Odey's hedge fund soars 145% on bets against UK bonds - sources

Britain's Crispin Odey arrives at Hendon Magistrates' Court in London

By Nell Mackenzie

LONDON (Reuters) - Crispin Odey, one of Britain's best-known hedge fund managers, has made a killing this year by wagering against British government bonds, with his firm's main fund up 145% in 2022 after shorting long-dated UK debt, sources said on Thursday.

Betting against the price of, or shorting, government bonds has been one of the trades of the year as soaring inflation forces central banks to hike interest rates more aggressively than was predicted even a few months ago, and investors dump bonds.

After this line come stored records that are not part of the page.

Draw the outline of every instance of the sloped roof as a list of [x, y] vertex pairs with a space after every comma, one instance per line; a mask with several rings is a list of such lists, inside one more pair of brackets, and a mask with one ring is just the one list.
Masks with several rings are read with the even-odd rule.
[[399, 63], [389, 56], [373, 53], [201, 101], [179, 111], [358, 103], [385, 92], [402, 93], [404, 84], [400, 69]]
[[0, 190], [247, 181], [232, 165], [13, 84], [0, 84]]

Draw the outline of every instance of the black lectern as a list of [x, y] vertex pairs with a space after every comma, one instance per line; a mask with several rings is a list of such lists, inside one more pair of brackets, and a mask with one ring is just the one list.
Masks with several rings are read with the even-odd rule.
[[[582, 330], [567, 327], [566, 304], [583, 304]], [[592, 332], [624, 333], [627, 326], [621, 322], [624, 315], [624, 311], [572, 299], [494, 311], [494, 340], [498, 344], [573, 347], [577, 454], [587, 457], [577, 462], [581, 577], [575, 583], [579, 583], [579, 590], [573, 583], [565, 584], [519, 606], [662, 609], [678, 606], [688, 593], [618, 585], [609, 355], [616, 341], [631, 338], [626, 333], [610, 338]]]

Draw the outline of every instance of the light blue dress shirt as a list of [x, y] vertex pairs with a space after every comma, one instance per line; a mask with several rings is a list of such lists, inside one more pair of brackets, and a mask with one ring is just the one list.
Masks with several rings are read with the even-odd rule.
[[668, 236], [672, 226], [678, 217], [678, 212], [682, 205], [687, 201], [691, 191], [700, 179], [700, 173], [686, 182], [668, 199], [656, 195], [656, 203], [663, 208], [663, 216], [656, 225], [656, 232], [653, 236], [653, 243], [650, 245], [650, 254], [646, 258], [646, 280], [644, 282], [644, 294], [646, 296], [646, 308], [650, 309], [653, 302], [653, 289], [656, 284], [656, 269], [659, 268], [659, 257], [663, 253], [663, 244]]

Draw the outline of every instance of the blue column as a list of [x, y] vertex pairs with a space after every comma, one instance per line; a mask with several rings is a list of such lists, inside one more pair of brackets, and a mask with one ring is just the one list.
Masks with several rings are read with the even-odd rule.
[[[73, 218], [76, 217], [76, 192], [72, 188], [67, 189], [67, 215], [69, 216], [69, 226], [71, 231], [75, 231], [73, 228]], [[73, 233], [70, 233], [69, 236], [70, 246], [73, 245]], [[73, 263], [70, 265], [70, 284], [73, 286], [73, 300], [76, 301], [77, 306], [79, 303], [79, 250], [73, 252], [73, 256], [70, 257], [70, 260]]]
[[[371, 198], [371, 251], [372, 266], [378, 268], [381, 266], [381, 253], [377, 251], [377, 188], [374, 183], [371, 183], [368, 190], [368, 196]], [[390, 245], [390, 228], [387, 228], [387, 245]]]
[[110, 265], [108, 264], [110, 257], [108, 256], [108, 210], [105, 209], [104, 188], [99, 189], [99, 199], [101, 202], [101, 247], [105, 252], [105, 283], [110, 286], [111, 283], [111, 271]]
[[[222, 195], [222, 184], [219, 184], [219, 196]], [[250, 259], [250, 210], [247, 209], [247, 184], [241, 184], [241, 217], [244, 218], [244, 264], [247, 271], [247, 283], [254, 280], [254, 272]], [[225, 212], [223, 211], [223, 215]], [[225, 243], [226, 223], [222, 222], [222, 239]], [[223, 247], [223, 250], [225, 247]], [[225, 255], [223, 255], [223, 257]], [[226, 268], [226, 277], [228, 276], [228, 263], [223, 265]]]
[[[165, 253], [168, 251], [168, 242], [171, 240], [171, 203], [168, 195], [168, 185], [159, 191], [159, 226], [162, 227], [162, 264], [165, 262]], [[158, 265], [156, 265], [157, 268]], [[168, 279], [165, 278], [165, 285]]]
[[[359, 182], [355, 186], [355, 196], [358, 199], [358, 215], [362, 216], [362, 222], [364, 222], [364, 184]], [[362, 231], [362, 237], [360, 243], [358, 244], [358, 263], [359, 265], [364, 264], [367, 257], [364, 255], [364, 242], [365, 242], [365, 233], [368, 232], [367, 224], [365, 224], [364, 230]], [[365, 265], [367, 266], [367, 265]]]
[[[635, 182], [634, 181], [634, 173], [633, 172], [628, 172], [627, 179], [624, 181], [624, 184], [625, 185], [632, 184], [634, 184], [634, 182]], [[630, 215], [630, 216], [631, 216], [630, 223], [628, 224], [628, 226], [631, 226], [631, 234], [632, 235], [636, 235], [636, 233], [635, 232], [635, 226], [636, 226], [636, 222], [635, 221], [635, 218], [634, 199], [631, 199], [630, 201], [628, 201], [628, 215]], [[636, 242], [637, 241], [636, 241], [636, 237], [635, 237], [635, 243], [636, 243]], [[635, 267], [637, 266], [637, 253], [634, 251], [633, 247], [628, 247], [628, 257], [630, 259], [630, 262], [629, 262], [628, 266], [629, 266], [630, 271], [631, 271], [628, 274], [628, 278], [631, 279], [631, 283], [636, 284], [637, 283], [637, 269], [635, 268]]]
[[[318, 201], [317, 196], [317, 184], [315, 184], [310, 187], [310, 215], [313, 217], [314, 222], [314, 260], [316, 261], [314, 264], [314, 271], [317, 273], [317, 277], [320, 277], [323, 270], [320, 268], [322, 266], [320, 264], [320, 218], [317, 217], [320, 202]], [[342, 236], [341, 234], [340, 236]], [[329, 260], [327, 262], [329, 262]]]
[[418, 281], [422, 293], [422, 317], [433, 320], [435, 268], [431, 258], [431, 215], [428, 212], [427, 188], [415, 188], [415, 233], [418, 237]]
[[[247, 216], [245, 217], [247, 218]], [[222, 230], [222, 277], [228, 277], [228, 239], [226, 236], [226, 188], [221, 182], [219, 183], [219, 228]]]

The UK 10-year gilt yield hit 3.392% on Thursday, its highest since July 2011, after the Bank of England lifted rates and said it would soon start selling government bonds. The 10-year yield has shot up roughly 250 basis points in 2022, and set for its biggest annual surge since 1994. Yields move inversely to bond prices.

Odey, whose eponymous firm Odey Asset Management manages 4 billion pounds ($4.52 billion) in assets, believes higher inflation is here to stay and central banks will need to raise rates faster, according to one of the sources, who asked not to be named because of the sensitivity of the matter.

His fund's largest notional exposure is betting against very long dated bonds, some as far out as 2071, the source said.

Odey had entered into a short position against UK 2061 cash bonds when yields were as low as 0.5%, the source said, adding that most of the firm's long positions are in inflation-linked bonds that climb when price rises accelerate.

A spokesperson for Odey declined to comment.

Odey, who was a leading backer of Brexit, came to prominence during the 2008 financial crisis when he made a fortune shorting banking shares. He is known for a volatile performance, with his fund regularly posting double-digit annual gains or losses.

His flagship fund experienced its worst-ever losses of almost 50 percent in 2016, a year that Odey has since described as awful.